Why I hate the Girl Scouts.
February 24, 2010, 12:52 pm
Filed under: Foodage, Way too much thought went into this, Yummy

It was nearly two weeks ago, but I still remember that evening vividly.

I was curled up on the couch, empty bowl in hand that once contained some delicious chicken and rice. I set the bowl on my coffee table and took another swig of my Coca-Cola. Just then, out of the corner of my eye, I saw it — the green box, taunting me as it scarcely peeked out of my purse. I tried to look away, attempting to forget the momentary vision and the saliva that was already forming in my mouth. But it was too late.

Half an hour later, all that remained was the empty foil, the remnants of a formerly filled sleeve of Thin Mint cookies. My shame was heavy, my stomach full. What began as a meager hope to help a coworker’s daughter ended with nearly 700 calories I simply did not need. And another sleeve awaited…

While other organizations are out there, regularly discussing the hazards of both adult and childhood obesity, Girl Scouts of America send demure, innocent young girls to our doorsteps, peddling cookie-deliciousness containing more calories than one should likely consume in a typical day. And at $3.50 per box, we fall for their schemes, thinking of little more than the mouth-watering goodness that awaits. Sure, we may pretend that we’re merely making a purchase to aid some child attain a merit badge that will undoubtedly end up in a drawer seven years from now, collecting dust. But we’re all in it for one thing: The delectable Caramel deLites (aka Samoas), the scrumptious Peanut Butter Patties (aka Tagalongs) and the chocolatey goodness known as Thin Mints, my true weakness.

Despite any hopes we carried into the new year of fitting into our jeans that became a bit-too-tight over the holiday season, the Girl Scouts strip us of our desires, reminding us that their season of choice – Cookie Season – lies just around the corner. And as February arrives and we finally pull those size 4 jeans out of the closet, watching them glide easily over our thighs, butt and waist, those girls in brown and green appear to remind us that our bodies are meant for a size 6 forevermore.
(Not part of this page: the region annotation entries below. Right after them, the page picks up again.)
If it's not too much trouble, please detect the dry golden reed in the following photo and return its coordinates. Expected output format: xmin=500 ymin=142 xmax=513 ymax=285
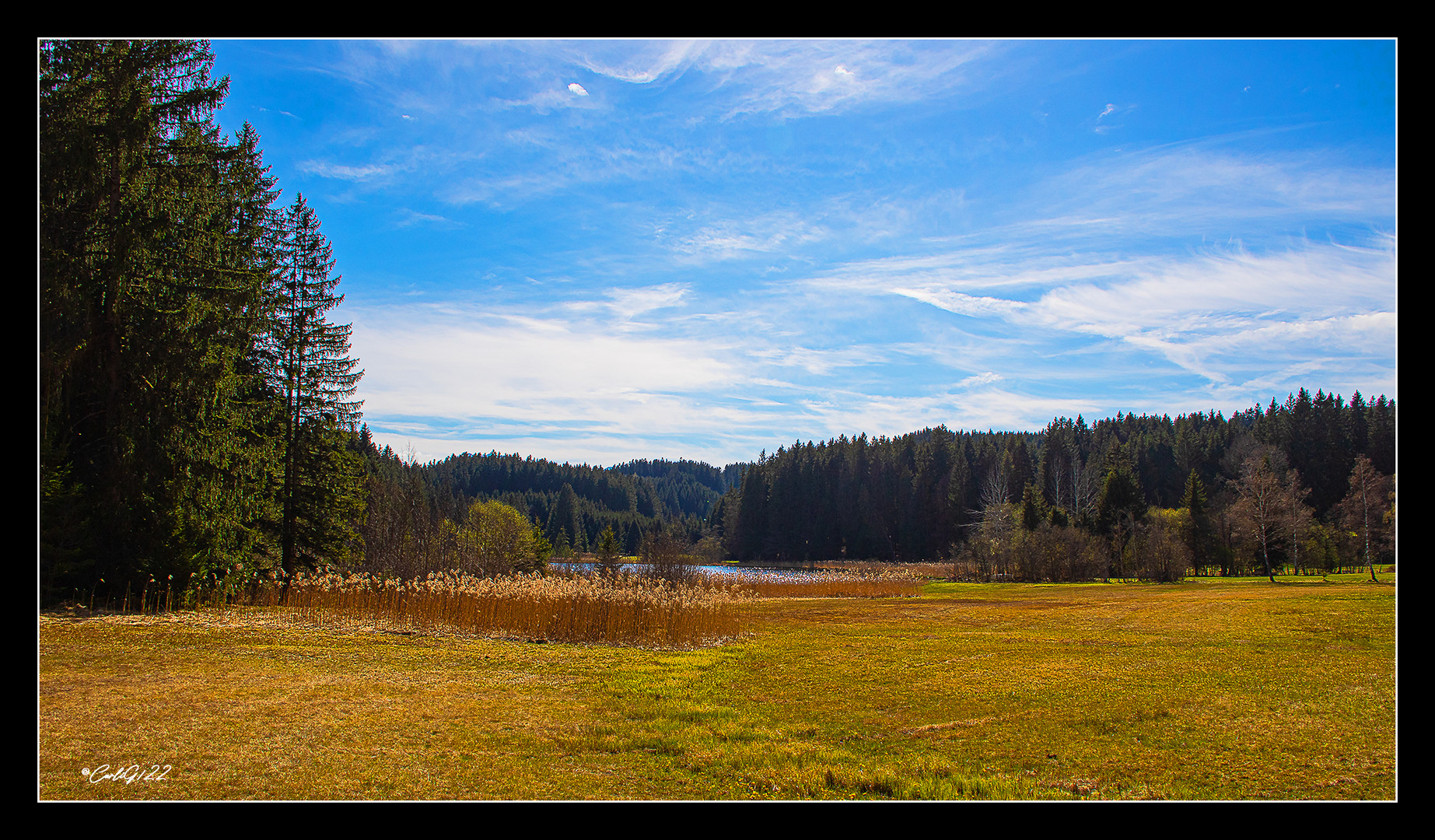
xmin=214 ymin=572 xmax=747 ymax=648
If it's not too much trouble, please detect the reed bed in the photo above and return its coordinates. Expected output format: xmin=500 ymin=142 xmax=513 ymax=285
xmin=201 ymin=572 xmax=749 ymax=648
xmin=712 ymin=565 xmax=924 ymax=597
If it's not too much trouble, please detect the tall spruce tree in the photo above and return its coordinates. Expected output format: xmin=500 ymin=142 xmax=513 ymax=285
xmin=39 ymin=40 xmax=279 ymax=588
xmin=270 ymin=195 xmax=365 ymax=573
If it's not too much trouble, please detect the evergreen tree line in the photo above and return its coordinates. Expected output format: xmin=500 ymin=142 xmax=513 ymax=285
xmin=39 ymin=40 xmax=363 ymax=600
xmin=709 ymin=389 xmax=1395 ymax=580
xmin=355 ymin=439 xmax=726 ymax=576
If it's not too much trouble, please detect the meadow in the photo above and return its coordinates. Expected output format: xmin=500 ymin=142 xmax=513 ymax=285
xmin=37 ymin=574 xmax=1396 ymax=800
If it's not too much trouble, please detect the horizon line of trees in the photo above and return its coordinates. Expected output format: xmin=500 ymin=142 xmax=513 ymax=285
xmin=709 ymin=389 xmax=1395 ymax=580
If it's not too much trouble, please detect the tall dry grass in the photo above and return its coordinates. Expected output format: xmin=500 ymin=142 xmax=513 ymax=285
xmin=712 ymin=565 xmax=926 ymax=597
xmin=194 ymin=572 xmax=747 ymax=648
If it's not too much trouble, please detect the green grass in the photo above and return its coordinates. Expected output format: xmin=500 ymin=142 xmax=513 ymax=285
xmin=39 ymin=574 xmax=1395 ymax=798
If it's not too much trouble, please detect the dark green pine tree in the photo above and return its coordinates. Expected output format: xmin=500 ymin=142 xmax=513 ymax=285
xmin=270 ymin=195 xmax=365 ymax=573
xmin=1181 ymin=470 xmax=1214 ymax=574
xmin=39 ymin=40 xmax=279 ymax=588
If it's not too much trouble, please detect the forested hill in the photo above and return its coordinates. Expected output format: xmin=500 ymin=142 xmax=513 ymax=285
xmin=362 ymin=435 xmax=742 ymax=555
xmin=709 ymin=389 xmax=1395 ymax=562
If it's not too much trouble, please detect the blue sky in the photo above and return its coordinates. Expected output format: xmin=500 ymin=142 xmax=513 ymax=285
xmin=214 ymin=40 xmax=1398 ymax=464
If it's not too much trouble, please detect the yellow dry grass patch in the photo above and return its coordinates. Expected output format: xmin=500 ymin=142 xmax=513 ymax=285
xmin=39 ymin=582 xmax=1395 ymax=798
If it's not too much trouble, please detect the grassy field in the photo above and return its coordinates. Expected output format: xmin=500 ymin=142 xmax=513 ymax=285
xmin=37 ymin=574 xmax=1396 ymax=800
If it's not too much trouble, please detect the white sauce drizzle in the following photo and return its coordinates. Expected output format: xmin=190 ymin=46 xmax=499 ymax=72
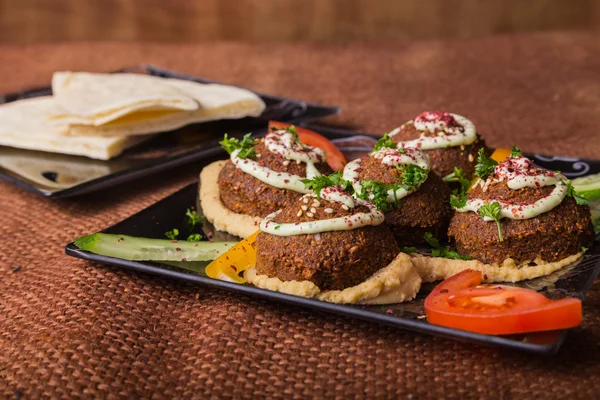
xmin=230 ymin=129 xmax=326 ymax=193
xmin=259 ymin=187 xmax=385 ymax=236
xmin=388 ymin=112 xmax=477 ymax=150
xmin=342 ymin=147 xmax=431 ymax=203
xmin=456 ymin=157 xmax=567 ymax=221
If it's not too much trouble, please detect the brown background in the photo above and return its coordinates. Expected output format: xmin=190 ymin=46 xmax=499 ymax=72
xmin=0 ymin=33 xmax=600 ymax=399
xmin=0 ymin=0 xmax=600 ymax=43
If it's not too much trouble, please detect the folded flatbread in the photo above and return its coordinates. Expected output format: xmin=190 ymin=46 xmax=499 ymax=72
xmin=0 ymin=96 xmax=149 ymax=160
xmin=49 ymin=72 xmax=198 ymax=126
xmin=66 ymin=78 xmax=265 ymax=136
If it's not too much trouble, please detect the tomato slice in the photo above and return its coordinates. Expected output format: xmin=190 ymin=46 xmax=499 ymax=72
xmin=425 ymin=269 xmax=581 ymax=335
xmin=205 ymin=231 xmax=260 ymax=283
xmin=269 ymin=121 xmax=348 ymax=171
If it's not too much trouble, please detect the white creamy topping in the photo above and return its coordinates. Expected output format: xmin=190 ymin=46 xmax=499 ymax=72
xmin=260 ymin=187 xmax=385 ymax=236
xmin=343 ymin=147 xmax=431 ymax=203
xmin=389 ymin=112 xmax=477 ymax=150
xmin=230 ymin=129 xmax=326 ymax=193
xmin=456 ymin=157 xmax=567 ymax=221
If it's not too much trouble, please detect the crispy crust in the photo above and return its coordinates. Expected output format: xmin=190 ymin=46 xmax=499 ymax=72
xmin=199 ymin=160 xmax=261 ymax=238
xmin=392 ymin=124 xmax=492 ymax=178
xmin=359 ymin=157 xmax=452 ymax=246
xmin=244 ymin=253 xmax=421 ymax=304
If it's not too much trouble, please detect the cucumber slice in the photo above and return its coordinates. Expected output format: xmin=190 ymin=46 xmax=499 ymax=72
xmin=571 ymin=174 xmax=600 ymax=200
xmin=74 ymin=233 xmax=237 ymax=261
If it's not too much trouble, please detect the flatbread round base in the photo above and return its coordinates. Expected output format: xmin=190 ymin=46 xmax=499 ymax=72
xmin=412 ymin=253 xmax=583 ymax=283
xmin=199 ymin=160 xmax=261 ymax=238
xmin=244 ymin=253 xmax=421 ymax=304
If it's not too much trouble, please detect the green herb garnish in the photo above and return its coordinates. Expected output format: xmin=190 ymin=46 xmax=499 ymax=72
xmin=185 ymin=208 xmax=206 ymax=230
xmin=562 ymin=181 xmax=588 ymax=206
xmin=396 ymin=164 xmax=429 ymax=190
xmin=450 ymin=189 xmax=467 ymax=208
xmin=444 ymin=167 xmax=471 ymax=193
xmin=424 ymin=232 xmax=471 ymax=260
xmin=165 ymin=228 xmax=179 ymax=240
xmin=187 ymin=233 xmax=202 ymax=242
xmin=356 ymin=181 xmax=403 ymax=212
xmin=475 ymin=148 xmax=498 ymax=179
xmin=477 ymin=201 xmax=503 ymax=241
xmin=373 ymin=132 xmax=396 ymax=151
xmin=508 ymin=146 xmax=523 ymax=158
xmin=300 ymin=171 xmax=354 ymax=199
xmin=219 ymin=133 xmax=256 ymax=158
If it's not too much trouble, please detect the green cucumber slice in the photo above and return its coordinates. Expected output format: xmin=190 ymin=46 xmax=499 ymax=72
xmin=571 ymin=174 xmax=600 ymax=200
xmin=74 ymin=233 xmax=237 ymax=261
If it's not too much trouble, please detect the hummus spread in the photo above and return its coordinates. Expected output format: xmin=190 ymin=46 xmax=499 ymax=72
xmin=199 ymin=160 xmax=261 ymax=238
xmin=244 ymin=253 xmax=421 ymax=304
xmin=412 ymin=253 xmax=583 ymax=283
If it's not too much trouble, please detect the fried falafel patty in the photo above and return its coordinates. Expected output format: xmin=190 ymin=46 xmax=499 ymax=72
xmin=448 ymin=181 xmax=594 ymax=264
xmin=256 ymin=197 xmax=399 ymax=291
xmin=390 ymin=111 xmax=492 ymax=178
xmin=218 ymin=139 xmax=333 ymax=217
xmin=392 ymin=124 xmax=492 ymax=178
xmin=358 ymin=157 xmax=452 ymax=246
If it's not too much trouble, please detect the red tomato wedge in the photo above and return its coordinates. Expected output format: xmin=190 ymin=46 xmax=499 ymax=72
xmin=269 ymin=121 xmax=348 ymax=171
xmin=425 ymin=269 xmax=581 ymax=335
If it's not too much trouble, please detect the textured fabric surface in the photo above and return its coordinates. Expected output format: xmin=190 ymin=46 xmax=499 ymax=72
xmin=0 ymin=33 xmax=600 ymax=399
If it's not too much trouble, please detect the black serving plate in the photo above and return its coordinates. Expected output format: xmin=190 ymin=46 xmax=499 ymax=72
xmin=66 ymin=134 xmax=600 ymax=354
xmin=0 ymin=65 xmax=340 ymax=198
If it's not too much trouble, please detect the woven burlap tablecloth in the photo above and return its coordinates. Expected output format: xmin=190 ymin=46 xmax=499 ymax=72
xmin=0 ymin=33 xmax=600 ymax=399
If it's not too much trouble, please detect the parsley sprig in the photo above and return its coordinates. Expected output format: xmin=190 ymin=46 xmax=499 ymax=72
xmin=373 ymin=132 xmax=396 ymax=151
xmin=444 ymin=167 xmax=471 ymax=193
xmin=508 ymin=146 xmax=523 ymax=158
xmin=165 ymin=228 xmax=179 ymax=240
xmin=356 ymin=180 xmax=403 ymax=212
xmin=301 ymin=171 xmax=354 ymax=199
xmin=424 ymin=232 xmax=471 ymax=260
xmin=219 ymin=133 xmax=256 ymax=158
xmin=477 ymin=201 xmax=503 ymax=242
xmin=396 ymin=164 xmax=429 ymax=190
xmin=562 ymin=181 xmax=588 ymax=206
xmin=450 ymin=189 xmax=467 ymax=208
xmin=475 ymin=148 xmax=498 ymax=179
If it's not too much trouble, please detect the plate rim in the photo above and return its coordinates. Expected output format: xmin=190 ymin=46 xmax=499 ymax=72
xmin=65 ymin=181 xmax=600 ymax=355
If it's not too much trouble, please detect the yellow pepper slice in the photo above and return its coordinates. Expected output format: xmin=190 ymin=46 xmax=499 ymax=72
xmin=206 ymin=231 xmax=260 ymax=283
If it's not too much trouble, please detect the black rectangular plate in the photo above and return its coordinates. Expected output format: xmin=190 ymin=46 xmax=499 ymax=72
xmin=66 ymin=138 xmax=600 ymax=354
xmin=0 ymin=65 xmax=340 ymax=198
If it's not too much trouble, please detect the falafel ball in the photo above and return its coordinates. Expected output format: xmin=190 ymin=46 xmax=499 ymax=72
xmin=256 ymin=195 xmax=400 ymax=291
xmin=448 ymin=181 xmax=594 ymax=264
xmin=218 ymin=139 xmax=333 ymax=217
xmin=391 ymin=113 xmax=492 ymax=179
xmin=358 ymin=156 xmax=452 ymax=246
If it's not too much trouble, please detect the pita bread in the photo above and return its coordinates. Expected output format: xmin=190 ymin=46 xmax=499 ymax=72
xmin=0 ymin=96 xmax=149 ymax=160
xmin=62 ymin=79 xmax=265 ymax=136
xmin=49 ymin=72 xmax=198 ymax=126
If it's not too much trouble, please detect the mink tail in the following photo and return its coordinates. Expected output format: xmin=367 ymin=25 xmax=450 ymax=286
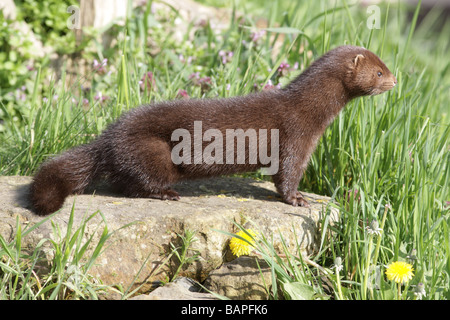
xmin=29 ymin=142 xmax=99 ymax=216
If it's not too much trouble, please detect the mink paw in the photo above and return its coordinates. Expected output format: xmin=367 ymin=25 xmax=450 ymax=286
xmin=148 ymin=189 xmax=180 ymax=200
xmin=285 ymin=191 xmax=309 ymax=208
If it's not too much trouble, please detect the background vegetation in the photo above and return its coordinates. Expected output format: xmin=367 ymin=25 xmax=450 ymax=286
xmin=0 ymin=0 xmax=450 ymax=299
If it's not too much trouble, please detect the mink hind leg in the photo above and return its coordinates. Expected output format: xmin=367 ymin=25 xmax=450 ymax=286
xmin=113 ymin=139 xmax=180 ymax=200
xmin=272 ymin=162 xmax=309 ymax=207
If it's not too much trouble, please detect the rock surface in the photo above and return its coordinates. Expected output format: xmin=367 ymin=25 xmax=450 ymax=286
xmin=204 ymin=256 xmax=272 ymax=300
xmin=0 ymin=176 xmax=337 ymax=296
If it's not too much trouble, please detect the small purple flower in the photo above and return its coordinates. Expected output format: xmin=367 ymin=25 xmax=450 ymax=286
xmin=189 ymin=72 xmax=212 ymax=92
xmin=250 ymin=30 xmax=266 ymax=42
xmin=219 ymin=50 xmax=234 ymax=64
xmin=93 ymin=58 xmax=108 ymax=74
xmin=177 ymin=89 xmax=189 ymax=99
xmin=277 ymin=62 xmax=291 ymax=77
xmin=139 ymin=71 xmax=156 ymax=92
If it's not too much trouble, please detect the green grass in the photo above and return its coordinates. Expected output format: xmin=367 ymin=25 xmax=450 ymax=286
xmin=0 ymin=0 xmax=450 ymax=299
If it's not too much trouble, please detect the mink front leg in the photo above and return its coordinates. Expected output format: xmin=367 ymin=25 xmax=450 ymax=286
xmin=273 ymin=157 xmax=309 ymax=207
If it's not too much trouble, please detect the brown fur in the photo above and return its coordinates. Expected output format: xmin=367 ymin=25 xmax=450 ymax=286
xmin=30 ymin=46 xmax=397 ymax=215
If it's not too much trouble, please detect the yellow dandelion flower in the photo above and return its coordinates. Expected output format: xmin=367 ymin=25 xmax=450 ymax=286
xmin=386 ymin=261 xmax=414 ymax=283
xmin=230 ymin=229 xmax=256 ymax=257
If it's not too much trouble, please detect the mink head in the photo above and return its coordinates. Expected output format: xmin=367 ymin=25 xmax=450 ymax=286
xmin=338 ymin=46 xmax=397 ymax=97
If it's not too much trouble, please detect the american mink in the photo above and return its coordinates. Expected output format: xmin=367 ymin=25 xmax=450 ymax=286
xmin=30 ymin=46 xmax=397 ymax=215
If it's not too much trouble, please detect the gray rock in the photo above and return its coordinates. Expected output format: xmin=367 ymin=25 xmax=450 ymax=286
xmin=130 ymin=277 xmax=217 ymax=300
xmin=0 ymin=176 xmax=337 ymax=294
xmin=204 ymin=256 xmax=272 ymax=300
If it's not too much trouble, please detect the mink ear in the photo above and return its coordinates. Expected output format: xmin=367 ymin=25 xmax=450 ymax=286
xmin=352 ymin=53 xmax=364 ymax=67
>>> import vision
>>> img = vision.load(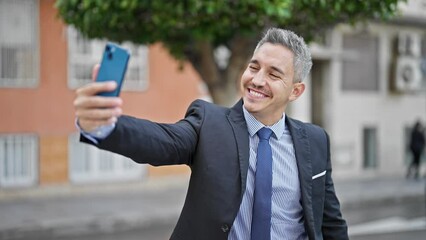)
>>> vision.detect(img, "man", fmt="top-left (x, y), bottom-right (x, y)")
top-left (406, 120), bottom-right (425, 179)
top-left (74, 28), bottom-right (348, 240)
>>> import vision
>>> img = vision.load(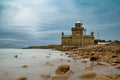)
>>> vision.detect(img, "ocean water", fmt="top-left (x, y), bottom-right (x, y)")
top-left (0, 49), bottom-right (120, 80)
top-left (0, 49), bottom-right (67, 80)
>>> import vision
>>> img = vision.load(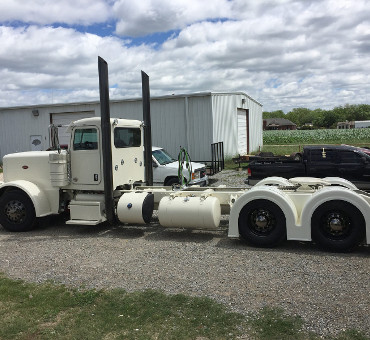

I entered that evening with a skewed thought process – “If I just eat them all now, they won’t taunt me any longer. I must make the entire sleeve of cookies disappear.” – but I carry it no more. Those little ladies won’t fool me. I know the damage their cookies can cause and damn it, I refuse to be a victim ever again!


Break me off a piece of that … Kit-Kat bar, of course!
April 17, 2009, 2:08 pm
Filed under: I watch too much TV, Yummy

There’s a good possibility I’m addicted to reality TV. I may not watch every show within the genre – such as From G’s to Gents, American Idol and anything on CBS – but my television wanders to reality shows more often than not, and I can’t always pinpoint why.

Sure, the drama isn’t staged and overly melodramatic like scripted television. That’s most certainly part of the appeal. But I think the other part is … well, screw it. There’s no point to today’s blog. I really just wanted some banter before posting this picture:


Landon Lueck – the fine hunk of man you see above* – is back!!!!!!! And yes, a picture that large was necessary, thank you very much.

As a Real World Season 15 (Philadelphia) alumni, he’s graced my television a few times in various landon21MTV challenges before disappearing in 2005 following The Gauntlet II. But now, I could not be more excited that this nearly-30 year old is flaunting his hotness again on a weekly basis with the Duel II.

Would I probably watch the show even if his gorgeous self wasn’t there? That’s a strong possibility. But that body, oh that body, and his smile keep my ass firmly planted on the couch and in front of my 32-inch flatscreen TV at least one night per week.

So okay ladies – and fellas, of course – what reality TV stars make you swoon? …Oh, and you aren’t allowed to pick Landon. I called dibs.

* That is, if you even waited to look at the sexiness before reading. $10 says you didn’t. I wouldn’t have read a single word without staring looking at that picture first.